Inside PhotoroomProduct updates

Post-mortem: Photoroom API service degradation – October 11th, 2024

For the first time in years of existence, the Photoroom API experienced a major outage. In this post, we’ll cover the causes as well as the action we’re taking to ensure it doesn’t happen again.

Beginning on Friday, October 11th, 2024 at 15:33 UTC our backend services experienced a disruption that degraded performance and caused a temporary unavailability of our Background Removal API and Image Editing API for approximately 45 minutes.

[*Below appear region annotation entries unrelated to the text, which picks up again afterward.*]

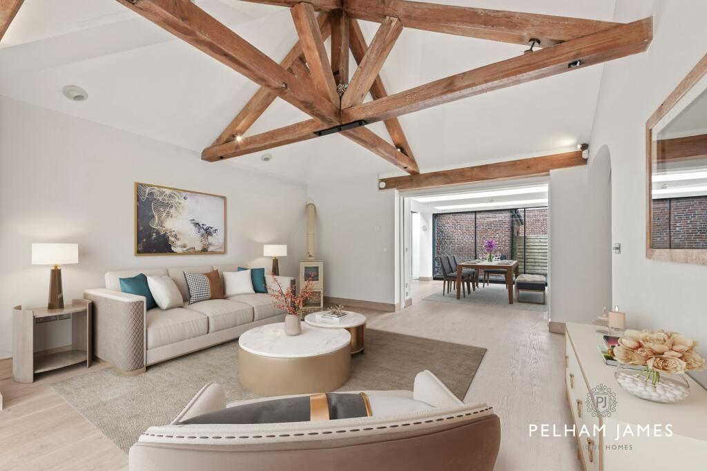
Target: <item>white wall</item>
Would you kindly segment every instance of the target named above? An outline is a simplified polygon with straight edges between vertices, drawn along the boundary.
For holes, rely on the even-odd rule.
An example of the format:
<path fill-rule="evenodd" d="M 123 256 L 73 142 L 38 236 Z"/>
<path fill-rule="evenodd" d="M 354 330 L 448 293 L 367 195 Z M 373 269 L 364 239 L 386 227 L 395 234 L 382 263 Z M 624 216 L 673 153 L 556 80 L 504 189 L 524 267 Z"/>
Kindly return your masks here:
<path fill-rule="evenodd" d="M 648 52 L 607 64 L 591 139 L 612 156 L 613 299 L 636 328 L 683 331 L 707 343 L 707 267 L 645 258 L 645 133 L 648 117 L 707 52 L 703 0 L 619 0 L 615 21 L 650 15 Z"/>
<path fill-rule="evenodd" d="M 375 175 L 308 185 L 317 205 L 317 257 L 325 262 L 326 296 L 396 302 L 394 191 Z"/>
<path fill-rule="evenodd" d="M 549 318 L 590 322 L 612 301 L 610 192 L 604 165 L 550 172 Z"/>
<path fill-rule="evenodd" d="M 226 195 L 225 255 L 136 257 L 135 181 Z M 281 273 L 304 255 L 304 185 L 203 162 L 196 153 L 0 97 L 0 352 L 11 350 L 11 309 L 47 303 L 49 267 L 30 263 L 33 242 L 74 242 L 62 267 L 66 299 L 102 286 L 109 270 L 214 264 L 270 266 L 262 244 L 286 243 Z M 63 322 L 63 321 L 62 321 Z M 45 348 L 66 338 L 46 339 Z"/>

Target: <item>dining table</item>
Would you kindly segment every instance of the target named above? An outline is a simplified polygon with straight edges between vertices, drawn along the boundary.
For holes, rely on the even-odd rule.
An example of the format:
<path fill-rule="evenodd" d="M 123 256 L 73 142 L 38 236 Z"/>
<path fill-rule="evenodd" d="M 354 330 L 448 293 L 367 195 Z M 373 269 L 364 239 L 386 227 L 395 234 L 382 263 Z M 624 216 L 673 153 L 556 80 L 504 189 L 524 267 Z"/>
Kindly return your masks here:
<path fill-rule="evenodd" d="M 457 264 L 457 299 L 460 298 L 462 291 L 462 272 L 464 268 L 473 268 L 479 276 L 479 270 L 506 270 L 506 284 L 508 288 L 508 304 L 513 303 L 513 273 L 518 275 L 518 260 L 472 260 Z"/>

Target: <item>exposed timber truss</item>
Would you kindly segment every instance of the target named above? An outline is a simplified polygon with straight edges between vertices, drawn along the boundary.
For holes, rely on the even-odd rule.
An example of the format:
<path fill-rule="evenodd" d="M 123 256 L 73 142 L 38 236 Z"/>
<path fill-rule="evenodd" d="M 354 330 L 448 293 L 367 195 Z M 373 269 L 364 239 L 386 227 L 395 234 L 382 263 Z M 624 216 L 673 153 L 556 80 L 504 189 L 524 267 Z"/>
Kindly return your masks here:
<path fill-rule="evenodd" d="M 260 86 L 204 149 L 201 158 L 211 162 L 338 132 L 415 175 L 419 169 L 397 117 L 641 52 L 653 39 L 652 18 L 617 23 L 407 0 L 246 0 L 291 8 L 299 40 L 278 64 L 189 0 L 117 1 Z M 359 19 L 380 23 L 370 45 Z M 380 74 L 404 28 L 539 49 L 388 95 Z M 351 77 L 349 51 L 358 64 Z M 373 100 L 363 103 L 369 93 Z M 310 119 L 247 135 L 276 97 Z M 378 121 L 395 145 L 365 127 Z"/>

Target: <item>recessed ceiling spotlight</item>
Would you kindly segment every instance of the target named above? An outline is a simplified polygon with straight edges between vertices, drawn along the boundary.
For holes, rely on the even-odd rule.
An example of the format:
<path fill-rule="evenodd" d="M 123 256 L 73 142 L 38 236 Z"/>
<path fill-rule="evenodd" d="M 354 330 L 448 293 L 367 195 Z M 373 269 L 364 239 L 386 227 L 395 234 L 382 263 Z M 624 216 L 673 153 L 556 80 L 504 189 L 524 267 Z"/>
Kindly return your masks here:
<path fill-rule="evenodd" d="M 67 85 L 62 89 L 62 93 L 71 101 L 86 101 L 88 99 L 88 93 L 76 85 Z"/>

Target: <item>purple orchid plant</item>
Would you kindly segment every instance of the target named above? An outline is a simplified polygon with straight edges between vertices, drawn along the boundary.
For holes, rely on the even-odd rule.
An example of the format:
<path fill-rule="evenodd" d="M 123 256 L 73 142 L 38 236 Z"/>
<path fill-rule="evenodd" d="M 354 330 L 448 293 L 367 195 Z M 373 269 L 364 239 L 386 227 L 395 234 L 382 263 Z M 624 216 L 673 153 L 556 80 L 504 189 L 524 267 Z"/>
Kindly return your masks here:
<path fill-rule="evenodd" d="M 484 244 L 484 250 L 488 254 L 488 259 L 489 262 L 493 260 L 493 252 L 496 251 L 498 246 L 496 245 L 496 240 L 493 239 L 489 239 L 486 240 L 486 243 Z"/>

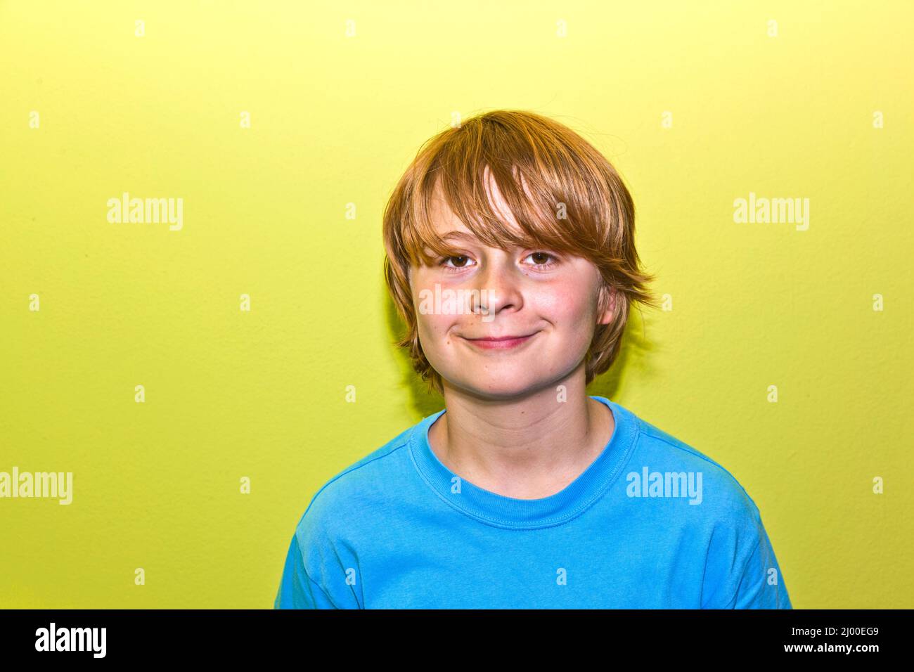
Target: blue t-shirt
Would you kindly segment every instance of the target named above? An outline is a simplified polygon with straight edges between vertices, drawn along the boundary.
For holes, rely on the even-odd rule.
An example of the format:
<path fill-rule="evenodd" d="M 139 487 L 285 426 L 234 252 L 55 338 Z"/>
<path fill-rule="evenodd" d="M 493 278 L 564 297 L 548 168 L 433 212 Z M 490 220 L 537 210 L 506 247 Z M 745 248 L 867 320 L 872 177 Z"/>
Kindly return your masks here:
<path fill-rule="evenodd" d="M 605 397 L 615 429 L 575 481 L 515 499 L 429 445 L 445 410 L 331 478 L 298 523 L 274 608 L 791 609 L 730 474 Z"/>

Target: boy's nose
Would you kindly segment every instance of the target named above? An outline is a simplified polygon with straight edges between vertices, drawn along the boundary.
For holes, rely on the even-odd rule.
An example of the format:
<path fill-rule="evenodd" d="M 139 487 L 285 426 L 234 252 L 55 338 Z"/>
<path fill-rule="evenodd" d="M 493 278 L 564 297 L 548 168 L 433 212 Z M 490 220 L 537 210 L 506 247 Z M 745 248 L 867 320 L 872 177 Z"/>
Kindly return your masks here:
<path fill-rule="evenodd" d="M 478 284 L 473 289 L 472 301 L 474 313 L 494 315 L 505 308 L 519 309 L 522 304 L 519 272 L 502 263 L 490 263 L 476 276 Z"/>

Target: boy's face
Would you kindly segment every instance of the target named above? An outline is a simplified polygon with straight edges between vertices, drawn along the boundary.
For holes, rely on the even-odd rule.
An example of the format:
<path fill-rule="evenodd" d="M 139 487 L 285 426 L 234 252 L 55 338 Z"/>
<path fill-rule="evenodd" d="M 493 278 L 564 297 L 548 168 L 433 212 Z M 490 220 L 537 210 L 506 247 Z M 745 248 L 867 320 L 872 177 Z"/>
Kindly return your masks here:
<path fill-rule="evenodd" d="M 517 229 L 490 184 L 494 205 Z M 597 267 L 547 249 L 483 245 L 440 191 L 432 217 L 440 236 L 463 234 L 447 241 L 452 256 L 410 270 L 420 342 L 445 387 L 482 397 L 522 397 L 558 385 L 581 366 L 597 324 L 608 323 L 614 307 L 611 303 L 598 315 Z M 449 290 L 456 300 L 448 302 Z M 476 340 L 506 336 L 525 338 Z"/>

The issue originated from an unexpected latency spike in one of our internal services that handles monitoring and analytics. Our backend workers became unresponsive as they waited for responses from the impacted service. As a result, new requests were queued, leading to increased wait times and eventual service unavailability.

Root Cause

The latency spike was traced back to a call made to an auxiliary monitoring and analytics service. While our code was designed to handle errors from this service, it did not include a strict enough timeout. This caused our backend workers to remain in a waiting state, unable to process other requests.

Moreover, our API includes a buffer queue to absorb temporary spikes. In case all workers are busy, requests wait in a queue. This aggravated the problem as requests piled up in the queue.

Resolution

Once we identified the root cause, we quickly shut down the auxiliary service. However, as requests were waiting in the buffer queue, this did not resolve the issue immediately. We purged the queues by disabling the traffic coming from our apps, favoring the traffic from our API customers.

The issue was fully resolved by 16:10 UTC, with normal operations resuming shortly thereafter.

Next steps

To prevent similar issues from occurring in the future, we are implementing the following actions:

  1. Timeouts: We will enforce strict timeout settings for all dependencies and services to prevent workers from being blocked for too long.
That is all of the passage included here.